Priest killed in French church attack

French Church Attack

French Church Attack

Two attackers killed a priest with a blade and seriously wounded at least one other hostage in a church in the northern French region of Normandy on Tuesday before they were shot dead by French police, officials said.

Police said the two assailants were killed during an operation to free hostages who were being held in the church in Saint-Etienne-du-Rouvray, a southern suburb of Rouen located 128 kilometres north-west of Paris.

Officials said a priest was killed by the assailants, who were armed with knives. French media reported that the priest’s throat had been slit.

A statement by the archbishop of Rouen, Dominique Lebrun, named the victim as 84-year-old Jacques Hamel.

An interior ministry spokesperson said a second hostage was “between life and death”.

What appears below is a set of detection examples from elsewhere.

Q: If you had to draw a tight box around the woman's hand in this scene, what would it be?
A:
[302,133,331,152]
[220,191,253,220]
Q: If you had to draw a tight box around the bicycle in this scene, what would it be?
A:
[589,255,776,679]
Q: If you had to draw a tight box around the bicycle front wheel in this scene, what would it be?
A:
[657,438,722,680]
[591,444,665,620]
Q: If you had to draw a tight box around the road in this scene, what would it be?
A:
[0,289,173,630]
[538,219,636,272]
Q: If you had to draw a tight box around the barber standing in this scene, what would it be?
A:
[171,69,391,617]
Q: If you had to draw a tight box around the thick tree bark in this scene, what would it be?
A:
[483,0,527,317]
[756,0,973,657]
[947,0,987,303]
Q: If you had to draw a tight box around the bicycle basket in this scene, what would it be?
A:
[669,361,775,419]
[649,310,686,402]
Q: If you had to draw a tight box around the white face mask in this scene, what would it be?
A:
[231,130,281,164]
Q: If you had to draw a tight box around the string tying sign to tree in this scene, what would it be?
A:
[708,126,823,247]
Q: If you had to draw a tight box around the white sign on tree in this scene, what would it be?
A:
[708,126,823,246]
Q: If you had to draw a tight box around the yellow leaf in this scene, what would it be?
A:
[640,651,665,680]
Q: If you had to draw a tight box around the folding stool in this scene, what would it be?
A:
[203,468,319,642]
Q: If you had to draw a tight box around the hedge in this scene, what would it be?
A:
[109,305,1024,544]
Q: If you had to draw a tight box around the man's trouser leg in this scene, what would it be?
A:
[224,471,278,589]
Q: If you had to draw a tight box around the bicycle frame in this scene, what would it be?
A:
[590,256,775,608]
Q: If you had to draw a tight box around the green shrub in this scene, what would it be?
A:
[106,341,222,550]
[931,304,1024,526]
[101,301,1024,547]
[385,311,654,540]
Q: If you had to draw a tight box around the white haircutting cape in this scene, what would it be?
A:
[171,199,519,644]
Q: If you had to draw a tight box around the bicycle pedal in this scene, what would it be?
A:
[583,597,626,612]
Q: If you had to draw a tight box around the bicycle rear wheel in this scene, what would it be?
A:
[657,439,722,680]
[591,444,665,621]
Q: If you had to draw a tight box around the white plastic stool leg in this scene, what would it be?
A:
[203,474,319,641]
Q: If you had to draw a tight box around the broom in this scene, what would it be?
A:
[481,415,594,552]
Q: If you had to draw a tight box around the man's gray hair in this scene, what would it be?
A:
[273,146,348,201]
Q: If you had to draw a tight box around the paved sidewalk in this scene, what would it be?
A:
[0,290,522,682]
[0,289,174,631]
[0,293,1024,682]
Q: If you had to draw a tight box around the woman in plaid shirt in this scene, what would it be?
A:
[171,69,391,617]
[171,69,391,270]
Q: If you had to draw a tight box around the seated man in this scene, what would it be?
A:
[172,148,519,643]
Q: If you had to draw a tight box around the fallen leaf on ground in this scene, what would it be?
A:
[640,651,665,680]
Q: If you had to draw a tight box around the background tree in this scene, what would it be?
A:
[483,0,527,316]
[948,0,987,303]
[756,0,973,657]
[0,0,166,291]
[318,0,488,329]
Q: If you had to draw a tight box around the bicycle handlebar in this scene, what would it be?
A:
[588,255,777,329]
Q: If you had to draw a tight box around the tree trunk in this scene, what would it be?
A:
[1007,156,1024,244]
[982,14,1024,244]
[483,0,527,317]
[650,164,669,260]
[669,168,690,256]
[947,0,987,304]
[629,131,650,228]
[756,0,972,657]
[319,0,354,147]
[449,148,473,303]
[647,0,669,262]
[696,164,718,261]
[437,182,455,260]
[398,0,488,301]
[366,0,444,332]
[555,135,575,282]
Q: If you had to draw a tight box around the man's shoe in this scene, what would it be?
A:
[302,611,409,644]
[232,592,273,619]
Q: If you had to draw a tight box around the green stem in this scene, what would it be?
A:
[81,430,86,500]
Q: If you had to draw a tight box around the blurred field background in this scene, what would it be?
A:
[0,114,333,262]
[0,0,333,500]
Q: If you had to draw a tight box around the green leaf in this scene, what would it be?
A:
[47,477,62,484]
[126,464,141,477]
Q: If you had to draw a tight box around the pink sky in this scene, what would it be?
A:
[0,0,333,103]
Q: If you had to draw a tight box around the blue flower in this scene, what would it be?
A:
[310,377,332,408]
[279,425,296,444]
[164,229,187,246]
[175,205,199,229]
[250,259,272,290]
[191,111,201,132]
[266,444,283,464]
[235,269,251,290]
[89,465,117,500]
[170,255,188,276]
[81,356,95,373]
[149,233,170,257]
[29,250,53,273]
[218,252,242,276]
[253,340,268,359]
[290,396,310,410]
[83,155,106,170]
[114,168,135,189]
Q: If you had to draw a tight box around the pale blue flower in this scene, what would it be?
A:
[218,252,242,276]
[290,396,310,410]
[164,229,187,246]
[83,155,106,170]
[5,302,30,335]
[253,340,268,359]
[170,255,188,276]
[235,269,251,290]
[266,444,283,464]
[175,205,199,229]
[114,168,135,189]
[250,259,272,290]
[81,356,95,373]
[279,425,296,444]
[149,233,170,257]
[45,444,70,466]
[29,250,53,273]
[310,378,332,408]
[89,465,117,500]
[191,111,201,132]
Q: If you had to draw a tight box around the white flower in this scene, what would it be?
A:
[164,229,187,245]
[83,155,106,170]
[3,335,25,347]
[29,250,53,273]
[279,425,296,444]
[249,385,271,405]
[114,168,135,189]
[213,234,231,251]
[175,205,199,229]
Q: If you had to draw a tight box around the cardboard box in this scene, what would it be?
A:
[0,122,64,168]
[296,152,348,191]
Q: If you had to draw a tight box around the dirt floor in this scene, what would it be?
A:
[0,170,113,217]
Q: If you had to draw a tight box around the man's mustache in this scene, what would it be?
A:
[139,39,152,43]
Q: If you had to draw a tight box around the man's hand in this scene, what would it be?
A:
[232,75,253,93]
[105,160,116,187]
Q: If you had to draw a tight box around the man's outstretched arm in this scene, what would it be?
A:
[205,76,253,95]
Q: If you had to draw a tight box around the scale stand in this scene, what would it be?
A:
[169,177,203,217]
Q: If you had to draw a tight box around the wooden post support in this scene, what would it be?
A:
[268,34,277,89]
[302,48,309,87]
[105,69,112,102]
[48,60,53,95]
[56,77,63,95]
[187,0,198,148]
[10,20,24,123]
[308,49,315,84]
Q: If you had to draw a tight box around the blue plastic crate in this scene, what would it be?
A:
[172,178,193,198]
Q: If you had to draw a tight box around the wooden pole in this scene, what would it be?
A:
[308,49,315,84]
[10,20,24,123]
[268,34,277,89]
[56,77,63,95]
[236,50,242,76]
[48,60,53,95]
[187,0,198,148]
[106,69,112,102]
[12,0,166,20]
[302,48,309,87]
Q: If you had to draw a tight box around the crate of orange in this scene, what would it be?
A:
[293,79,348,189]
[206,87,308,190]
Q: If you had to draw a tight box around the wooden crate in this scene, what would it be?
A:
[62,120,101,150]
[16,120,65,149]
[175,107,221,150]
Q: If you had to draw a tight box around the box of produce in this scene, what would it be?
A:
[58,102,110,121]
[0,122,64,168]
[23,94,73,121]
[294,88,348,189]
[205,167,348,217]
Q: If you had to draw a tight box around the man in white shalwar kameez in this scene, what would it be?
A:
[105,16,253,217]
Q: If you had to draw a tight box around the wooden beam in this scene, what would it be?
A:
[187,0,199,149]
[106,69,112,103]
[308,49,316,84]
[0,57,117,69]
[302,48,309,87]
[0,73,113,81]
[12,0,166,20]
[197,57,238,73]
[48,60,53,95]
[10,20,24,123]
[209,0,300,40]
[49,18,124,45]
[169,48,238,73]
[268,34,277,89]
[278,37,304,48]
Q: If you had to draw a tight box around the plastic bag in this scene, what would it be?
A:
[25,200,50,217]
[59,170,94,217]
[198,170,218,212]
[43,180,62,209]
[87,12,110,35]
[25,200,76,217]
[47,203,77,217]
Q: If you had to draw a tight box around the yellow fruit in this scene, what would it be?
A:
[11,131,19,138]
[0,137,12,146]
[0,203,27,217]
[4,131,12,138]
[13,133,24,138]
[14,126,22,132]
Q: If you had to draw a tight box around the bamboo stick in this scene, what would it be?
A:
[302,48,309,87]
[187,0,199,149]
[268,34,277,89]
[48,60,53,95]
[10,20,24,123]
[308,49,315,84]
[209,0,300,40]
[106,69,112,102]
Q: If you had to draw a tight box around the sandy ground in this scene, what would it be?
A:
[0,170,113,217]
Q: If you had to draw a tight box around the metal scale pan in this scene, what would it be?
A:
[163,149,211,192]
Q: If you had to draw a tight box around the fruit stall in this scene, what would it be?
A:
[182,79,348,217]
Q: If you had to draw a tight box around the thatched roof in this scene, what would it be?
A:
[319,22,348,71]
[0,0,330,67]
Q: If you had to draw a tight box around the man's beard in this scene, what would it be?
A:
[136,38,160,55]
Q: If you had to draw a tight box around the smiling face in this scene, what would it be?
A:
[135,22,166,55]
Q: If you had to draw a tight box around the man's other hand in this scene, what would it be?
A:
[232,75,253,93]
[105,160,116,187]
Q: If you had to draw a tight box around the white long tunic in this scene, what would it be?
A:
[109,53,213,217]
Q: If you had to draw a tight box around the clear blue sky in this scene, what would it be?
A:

Local media said the hostages included two nuns and two churchgoers.

Live TV images showed police had blocked off the roads around the church and paramedics were seen pulling stretchers out of ambulances.

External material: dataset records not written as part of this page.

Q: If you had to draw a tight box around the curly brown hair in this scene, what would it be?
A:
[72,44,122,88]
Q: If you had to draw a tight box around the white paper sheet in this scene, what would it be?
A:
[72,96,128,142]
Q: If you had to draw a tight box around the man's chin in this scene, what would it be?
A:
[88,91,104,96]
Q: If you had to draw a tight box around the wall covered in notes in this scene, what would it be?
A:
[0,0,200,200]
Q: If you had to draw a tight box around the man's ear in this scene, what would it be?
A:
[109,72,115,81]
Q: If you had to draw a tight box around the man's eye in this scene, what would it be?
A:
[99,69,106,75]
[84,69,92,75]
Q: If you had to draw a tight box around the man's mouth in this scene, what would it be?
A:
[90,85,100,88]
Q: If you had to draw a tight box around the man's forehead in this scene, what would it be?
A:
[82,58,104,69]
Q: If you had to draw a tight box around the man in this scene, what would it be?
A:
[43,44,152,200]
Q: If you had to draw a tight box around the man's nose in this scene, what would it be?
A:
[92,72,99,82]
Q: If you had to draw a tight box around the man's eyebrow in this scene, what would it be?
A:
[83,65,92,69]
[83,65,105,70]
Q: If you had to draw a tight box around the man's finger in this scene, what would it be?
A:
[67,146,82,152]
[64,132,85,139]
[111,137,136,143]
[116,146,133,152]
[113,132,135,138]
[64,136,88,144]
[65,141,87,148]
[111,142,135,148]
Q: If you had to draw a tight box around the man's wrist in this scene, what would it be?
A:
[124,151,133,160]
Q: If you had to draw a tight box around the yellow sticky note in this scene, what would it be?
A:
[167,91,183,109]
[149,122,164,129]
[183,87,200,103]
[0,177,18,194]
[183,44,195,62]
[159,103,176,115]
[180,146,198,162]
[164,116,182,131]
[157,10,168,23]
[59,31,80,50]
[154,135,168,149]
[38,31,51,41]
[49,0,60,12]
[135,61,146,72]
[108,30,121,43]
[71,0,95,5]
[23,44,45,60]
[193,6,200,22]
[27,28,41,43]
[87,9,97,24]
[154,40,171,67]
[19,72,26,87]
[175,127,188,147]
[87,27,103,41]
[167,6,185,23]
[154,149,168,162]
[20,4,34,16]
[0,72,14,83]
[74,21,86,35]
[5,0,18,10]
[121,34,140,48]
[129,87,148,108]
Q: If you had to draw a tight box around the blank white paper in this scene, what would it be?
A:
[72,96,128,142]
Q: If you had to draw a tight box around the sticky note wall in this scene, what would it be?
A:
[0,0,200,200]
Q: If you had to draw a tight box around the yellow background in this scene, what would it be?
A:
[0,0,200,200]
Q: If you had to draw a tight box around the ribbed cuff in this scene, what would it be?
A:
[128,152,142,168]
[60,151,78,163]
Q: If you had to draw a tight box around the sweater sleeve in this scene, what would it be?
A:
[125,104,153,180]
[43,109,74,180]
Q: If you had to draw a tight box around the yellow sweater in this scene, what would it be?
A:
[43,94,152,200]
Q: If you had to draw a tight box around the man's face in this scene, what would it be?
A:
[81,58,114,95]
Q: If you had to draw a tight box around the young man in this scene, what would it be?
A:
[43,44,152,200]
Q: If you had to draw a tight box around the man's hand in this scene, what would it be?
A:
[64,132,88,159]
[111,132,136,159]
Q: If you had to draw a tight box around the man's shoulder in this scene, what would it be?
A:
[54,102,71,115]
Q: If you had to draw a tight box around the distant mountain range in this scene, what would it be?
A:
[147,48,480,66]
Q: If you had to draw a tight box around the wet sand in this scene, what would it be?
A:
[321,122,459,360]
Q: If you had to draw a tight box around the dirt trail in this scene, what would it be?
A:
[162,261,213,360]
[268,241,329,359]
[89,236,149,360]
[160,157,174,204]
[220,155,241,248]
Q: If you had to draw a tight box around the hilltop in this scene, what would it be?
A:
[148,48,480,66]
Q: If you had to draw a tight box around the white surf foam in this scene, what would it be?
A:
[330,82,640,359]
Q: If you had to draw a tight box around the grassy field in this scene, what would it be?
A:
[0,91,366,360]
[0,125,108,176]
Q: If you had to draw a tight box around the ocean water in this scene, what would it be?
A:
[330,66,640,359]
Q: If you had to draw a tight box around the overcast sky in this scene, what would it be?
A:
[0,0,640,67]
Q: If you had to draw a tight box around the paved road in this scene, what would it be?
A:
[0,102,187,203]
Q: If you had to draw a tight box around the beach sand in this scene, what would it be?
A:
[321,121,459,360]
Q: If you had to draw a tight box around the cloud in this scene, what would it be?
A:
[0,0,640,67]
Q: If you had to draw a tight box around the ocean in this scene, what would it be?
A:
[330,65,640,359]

The identities of the attackers and their motive remain unclear, but anti-terrorism investigators have been summoned in the case.

French Prime Minister Manuel Valls expressed “horror at the barbaric attack on a church”.

“The whole of France and all Catholics are wounded. We will stand together,” he wrote on Twitter.

At the Vatican, the pope’s office condemned the “barbarous killing” of the priest, saying the crime was even more heinous because it took place in a sacred place.

Both French President François Hollande and Interior Minister Bernard Cazeneuve are en route to the site of the attack.

The incident comes as France is under high alert after an attack in Nice that killed 84 people and a string of deadly attacks last year claimed by the Islamic State (IS) group.

The Nice attack was the third major strike on France in 18 months. Two attacks in Germany claimed by the IS group since then have also increased jitters in Europe.

After the attack in Nice, France extended a state of emergency giving police extra powers to carry out searches and place people under house arrest for another six months until January.

It was the fourth time the security measures have been extended since IS group jihadists struck Paris in November, killing 130 people at restaurants, a concert hall and the national stadium.